Gajeel en oublia presque de recracher l'air présent dans ses poumons. Qu'est-ce qu'elle venait de dire ? Il se posta face à elle, le regard menaçant. Ainsi, la corpulence du brun demeurait impressionnante et faisait paraitre Levy encore plus petite, plus faible, en bref, plus ridicule. Néanmoins, il y a bien longtemps que le grand brun n'effrayait plus la jeune fille. Elle n'hésita pas à froncer les sourcils et à plonger son regard sévère dans celui de son amant. Aussitôt Gajeel se trouva désemparé. Cette fille était une véritable sorcière ! Il ne pouvait rien lui refuser, à croire qu'elle usait d'un charme étrange sur lui. Le brun fit la moue avant de détourner le regard, les joue légèrement rougies.

« Comme si j'allais te laisser seul avec ce type… » se résigna-t-il.

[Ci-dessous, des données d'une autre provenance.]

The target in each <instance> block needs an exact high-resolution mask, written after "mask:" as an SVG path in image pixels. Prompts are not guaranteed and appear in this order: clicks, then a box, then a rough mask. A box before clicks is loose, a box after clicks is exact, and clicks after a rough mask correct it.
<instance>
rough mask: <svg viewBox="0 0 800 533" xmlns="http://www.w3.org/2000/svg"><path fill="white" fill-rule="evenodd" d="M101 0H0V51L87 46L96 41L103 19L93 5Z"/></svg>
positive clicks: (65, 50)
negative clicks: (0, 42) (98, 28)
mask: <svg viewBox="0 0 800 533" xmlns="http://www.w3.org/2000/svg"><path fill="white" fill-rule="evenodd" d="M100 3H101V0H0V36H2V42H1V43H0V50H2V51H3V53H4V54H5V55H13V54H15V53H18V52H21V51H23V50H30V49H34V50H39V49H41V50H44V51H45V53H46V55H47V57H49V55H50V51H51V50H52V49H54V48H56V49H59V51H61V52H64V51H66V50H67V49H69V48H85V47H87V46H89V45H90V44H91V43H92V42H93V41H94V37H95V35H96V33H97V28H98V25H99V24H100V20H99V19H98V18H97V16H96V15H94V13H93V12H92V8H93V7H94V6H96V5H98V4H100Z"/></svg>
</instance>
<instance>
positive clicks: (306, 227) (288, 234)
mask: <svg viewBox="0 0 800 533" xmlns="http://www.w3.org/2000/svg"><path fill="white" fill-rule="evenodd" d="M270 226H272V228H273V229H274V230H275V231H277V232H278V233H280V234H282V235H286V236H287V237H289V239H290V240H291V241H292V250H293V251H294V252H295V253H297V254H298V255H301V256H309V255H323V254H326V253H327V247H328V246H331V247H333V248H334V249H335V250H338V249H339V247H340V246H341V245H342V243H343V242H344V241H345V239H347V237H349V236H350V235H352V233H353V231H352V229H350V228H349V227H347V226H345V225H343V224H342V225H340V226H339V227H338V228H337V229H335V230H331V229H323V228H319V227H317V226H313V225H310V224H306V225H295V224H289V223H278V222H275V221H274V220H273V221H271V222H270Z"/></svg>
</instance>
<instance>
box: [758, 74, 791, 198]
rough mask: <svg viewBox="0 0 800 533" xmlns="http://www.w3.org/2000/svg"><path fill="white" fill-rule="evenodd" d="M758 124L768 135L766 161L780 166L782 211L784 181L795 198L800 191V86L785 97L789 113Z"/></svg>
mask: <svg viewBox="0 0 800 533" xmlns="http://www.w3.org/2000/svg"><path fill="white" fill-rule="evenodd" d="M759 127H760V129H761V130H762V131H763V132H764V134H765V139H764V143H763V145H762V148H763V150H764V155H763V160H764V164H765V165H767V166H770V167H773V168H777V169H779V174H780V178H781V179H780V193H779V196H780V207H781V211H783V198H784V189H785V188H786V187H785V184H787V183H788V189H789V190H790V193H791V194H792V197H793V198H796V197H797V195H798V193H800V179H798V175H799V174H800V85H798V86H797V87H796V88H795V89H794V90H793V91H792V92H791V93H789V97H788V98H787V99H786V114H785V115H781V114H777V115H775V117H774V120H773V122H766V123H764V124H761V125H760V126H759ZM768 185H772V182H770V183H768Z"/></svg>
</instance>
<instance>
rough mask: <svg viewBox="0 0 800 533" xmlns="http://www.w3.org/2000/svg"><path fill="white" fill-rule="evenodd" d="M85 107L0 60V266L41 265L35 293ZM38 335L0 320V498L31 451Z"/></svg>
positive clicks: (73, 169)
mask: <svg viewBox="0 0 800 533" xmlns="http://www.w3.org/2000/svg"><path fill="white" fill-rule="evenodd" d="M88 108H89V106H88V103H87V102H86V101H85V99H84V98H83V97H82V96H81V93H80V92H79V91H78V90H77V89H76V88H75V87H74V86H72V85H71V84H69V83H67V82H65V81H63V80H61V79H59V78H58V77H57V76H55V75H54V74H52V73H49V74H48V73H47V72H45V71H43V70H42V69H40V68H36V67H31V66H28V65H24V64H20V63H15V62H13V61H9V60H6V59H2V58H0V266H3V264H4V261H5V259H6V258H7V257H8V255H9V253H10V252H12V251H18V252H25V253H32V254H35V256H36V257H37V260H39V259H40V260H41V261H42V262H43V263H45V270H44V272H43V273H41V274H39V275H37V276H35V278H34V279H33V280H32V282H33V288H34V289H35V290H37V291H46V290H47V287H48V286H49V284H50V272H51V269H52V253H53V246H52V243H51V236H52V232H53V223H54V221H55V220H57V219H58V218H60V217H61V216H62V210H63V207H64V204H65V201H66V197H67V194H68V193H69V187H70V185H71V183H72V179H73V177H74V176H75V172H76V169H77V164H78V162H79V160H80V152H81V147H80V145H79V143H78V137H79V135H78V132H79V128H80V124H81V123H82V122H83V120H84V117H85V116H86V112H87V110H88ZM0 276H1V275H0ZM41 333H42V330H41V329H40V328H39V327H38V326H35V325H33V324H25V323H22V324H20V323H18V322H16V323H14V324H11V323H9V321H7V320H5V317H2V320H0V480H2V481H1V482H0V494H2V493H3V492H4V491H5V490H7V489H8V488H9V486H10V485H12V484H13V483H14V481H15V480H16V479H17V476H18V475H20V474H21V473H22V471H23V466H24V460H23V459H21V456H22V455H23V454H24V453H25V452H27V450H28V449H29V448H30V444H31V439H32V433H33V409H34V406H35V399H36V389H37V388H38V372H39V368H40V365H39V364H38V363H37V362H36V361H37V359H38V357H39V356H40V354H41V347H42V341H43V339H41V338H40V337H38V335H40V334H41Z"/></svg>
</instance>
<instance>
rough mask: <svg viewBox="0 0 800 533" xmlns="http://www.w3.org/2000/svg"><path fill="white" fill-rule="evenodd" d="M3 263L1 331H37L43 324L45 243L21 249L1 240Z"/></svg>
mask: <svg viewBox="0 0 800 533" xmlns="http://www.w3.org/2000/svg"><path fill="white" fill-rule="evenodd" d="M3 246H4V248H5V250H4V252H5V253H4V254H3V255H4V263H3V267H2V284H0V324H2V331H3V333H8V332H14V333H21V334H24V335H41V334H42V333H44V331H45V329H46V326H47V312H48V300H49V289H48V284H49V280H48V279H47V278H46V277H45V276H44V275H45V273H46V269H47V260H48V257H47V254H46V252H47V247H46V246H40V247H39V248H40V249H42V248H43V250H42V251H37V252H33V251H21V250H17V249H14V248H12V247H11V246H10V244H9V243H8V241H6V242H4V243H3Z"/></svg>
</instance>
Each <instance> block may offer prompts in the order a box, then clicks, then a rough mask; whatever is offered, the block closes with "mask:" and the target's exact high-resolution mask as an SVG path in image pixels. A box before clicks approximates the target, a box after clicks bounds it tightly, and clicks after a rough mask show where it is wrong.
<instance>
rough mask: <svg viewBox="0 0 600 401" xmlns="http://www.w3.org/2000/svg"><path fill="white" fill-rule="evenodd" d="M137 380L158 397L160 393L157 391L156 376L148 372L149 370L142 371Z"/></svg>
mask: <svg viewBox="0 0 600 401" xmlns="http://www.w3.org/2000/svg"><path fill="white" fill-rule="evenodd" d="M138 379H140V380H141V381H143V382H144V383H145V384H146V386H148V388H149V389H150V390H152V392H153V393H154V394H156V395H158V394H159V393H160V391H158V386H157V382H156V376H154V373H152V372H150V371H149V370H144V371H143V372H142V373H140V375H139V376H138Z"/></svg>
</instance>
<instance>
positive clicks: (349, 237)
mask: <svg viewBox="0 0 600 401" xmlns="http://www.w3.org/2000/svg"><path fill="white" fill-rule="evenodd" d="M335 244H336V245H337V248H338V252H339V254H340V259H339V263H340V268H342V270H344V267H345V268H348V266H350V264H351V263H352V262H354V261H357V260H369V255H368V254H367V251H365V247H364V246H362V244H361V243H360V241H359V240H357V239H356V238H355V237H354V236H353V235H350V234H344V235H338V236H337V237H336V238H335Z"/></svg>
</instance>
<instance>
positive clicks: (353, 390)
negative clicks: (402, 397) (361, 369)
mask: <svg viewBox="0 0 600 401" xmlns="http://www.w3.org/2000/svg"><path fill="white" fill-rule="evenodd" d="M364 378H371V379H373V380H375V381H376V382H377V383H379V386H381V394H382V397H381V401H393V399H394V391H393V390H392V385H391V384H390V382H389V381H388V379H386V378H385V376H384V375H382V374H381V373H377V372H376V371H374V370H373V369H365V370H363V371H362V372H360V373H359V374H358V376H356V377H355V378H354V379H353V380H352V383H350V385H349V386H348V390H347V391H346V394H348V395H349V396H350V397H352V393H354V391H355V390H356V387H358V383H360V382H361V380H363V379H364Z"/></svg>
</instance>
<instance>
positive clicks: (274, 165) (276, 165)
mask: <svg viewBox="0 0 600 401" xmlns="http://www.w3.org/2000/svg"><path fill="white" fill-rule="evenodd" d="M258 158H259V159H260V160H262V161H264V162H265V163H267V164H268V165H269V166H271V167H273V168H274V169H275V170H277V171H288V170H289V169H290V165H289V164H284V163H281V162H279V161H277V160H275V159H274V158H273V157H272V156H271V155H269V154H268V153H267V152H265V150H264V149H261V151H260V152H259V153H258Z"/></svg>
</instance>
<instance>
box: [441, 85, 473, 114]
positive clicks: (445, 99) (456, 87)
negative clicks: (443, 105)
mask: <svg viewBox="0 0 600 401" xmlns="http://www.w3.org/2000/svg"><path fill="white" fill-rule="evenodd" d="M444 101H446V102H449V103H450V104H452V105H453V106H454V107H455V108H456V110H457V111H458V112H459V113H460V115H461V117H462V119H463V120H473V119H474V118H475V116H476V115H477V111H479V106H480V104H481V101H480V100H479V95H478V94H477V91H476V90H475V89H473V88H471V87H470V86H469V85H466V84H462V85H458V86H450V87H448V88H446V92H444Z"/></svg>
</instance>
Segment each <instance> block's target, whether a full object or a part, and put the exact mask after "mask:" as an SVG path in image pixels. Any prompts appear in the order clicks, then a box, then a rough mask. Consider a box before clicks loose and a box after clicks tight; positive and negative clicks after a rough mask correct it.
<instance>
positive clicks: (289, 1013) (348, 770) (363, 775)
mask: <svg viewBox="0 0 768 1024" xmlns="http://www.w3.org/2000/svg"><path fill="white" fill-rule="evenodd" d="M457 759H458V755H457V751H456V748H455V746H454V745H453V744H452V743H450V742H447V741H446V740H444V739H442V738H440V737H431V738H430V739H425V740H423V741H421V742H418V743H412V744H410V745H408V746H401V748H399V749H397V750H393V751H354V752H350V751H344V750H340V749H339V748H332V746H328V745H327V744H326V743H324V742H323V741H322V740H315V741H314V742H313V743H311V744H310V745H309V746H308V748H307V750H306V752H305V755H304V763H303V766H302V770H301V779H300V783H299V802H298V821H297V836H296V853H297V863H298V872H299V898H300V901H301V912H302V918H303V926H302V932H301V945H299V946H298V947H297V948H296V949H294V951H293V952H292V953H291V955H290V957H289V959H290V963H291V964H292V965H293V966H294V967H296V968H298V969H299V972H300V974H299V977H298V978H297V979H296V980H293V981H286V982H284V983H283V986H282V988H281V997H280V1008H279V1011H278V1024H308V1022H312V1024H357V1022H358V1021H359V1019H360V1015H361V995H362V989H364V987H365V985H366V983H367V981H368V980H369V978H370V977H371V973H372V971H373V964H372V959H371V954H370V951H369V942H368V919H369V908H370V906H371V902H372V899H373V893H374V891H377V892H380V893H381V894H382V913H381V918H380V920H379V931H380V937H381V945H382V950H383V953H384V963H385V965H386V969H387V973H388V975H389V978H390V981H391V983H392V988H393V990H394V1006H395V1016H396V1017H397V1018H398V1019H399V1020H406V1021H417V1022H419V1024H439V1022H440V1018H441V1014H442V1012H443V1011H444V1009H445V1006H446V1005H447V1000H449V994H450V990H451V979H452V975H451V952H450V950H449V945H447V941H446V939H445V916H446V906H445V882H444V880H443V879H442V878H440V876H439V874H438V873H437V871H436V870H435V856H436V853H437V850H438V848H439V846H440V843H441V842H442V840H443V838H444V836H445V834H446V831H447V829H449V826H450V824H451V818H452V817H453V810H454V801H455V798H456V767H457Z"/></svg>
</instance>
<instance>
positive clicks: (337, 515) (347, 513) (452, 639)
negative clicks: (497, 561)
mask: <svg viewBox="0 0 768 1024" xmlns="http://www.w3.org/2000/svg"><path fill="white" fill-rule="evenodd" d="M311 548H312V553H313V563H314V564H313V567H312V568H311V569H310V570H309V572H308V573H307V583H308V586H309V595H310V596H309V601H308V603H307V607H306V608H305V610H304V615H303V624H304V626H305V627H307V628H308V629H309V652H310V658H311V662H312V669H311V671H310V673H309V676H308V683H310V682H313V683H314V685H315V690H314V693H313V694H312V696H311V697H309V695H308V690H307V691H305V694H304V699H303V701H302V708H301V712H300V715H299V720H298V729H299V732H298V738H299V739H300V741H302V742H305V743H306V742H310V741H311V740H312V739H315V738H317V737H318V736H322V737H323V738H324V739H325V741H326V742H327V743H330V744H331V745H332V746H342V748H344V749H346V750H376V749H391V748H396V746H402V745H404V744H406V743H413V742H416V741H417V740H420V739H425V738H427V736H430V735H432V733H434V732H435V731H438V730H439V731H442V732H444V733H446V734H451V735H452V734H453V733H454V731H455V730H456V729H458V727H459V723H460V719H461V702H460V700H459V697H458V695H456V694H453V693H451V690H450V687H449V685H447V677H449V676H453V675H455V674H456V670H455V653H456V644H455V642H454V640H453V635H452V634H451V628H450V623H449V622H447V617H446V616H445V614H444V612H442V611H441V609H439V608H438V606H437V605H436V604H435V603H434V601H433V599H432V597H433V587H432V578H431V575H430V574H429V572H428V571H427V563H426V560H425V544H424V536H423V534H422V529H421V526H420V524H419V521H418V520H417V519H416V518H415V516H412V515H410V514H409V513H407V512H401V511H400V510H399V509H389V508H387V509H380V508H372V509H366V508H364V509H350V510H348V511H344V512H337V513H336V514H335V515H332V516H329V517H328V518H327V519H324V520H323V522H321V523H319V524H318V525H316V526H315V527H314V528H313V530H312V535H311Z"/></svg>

Les yeux de Levy s'illuminèrent. C'était primordial pour elle que Gajeel se réconcilie avec son père. Même si ce n'était pas le meilleur des pères, lui, contrairement à d'autre avait fait la démarche d'aller vers son fils, et rien que pour cela, la petite bleue l'en remercier. Elle, elle n'avait pas eut autant de chance, elle était née dans une famille qui ne désirait pas d'elle, Gajeel, au contraire avait été un enfant attendu. La preuve en était avec cette photo qu'elle avait retrouvé, et qu'elle avait prit soin de mettre dans un cadre, comme un souvenir d'un bonheur qui, pourrait, revenir. Avec hâte, la petite bleue enfila ses chaussures, emplis de cette bonne humeur qui réchauffait le cœur d'acier du jeune homme. Bien qu'il fallait l'avouer, la jeune femme était parvenue à mettre en poussière cette carapace pourtant si solide. Le brun resta un instant à l'observer dans l'encadrement de la porte. Il avait troqué son habituel sourire carnassier contre un nouveau, beaucoup plus doux celui-ci. Est-ce que le bonheur existait réellement ? Il n'en savait rien, tout ce dont il était persuadé, c'est que, si en effet ce bonheur, cet état permanant existait bel et bien, alors il s'en approchait peu à peu. Le frôlant un peu plus du bout des doigts, et ce, grâce à elle. Elle qui était si douce, si gentille, si simple, si belle. Il n'avait pas le droit de la faire souffrir, il n'avait pas non plus le droit de la mettre en danger, c'est la raison qui l'avait poussé à quitter son gang. Certes, ses anciens n'avaient pas été contents de la nouvelle, mais étonnement, ils n'avaient rien fait. Tout cela était trop louche pour être de pure gentillesse. Non, pour y être resté presque dix ans, Gajeel était convaincu qu'ils manigançaient quelques choses. Cependant, depuis presque un mois, rien. Alors le jeune homme profitait de cette nouvelle vie qui se présentait à lui.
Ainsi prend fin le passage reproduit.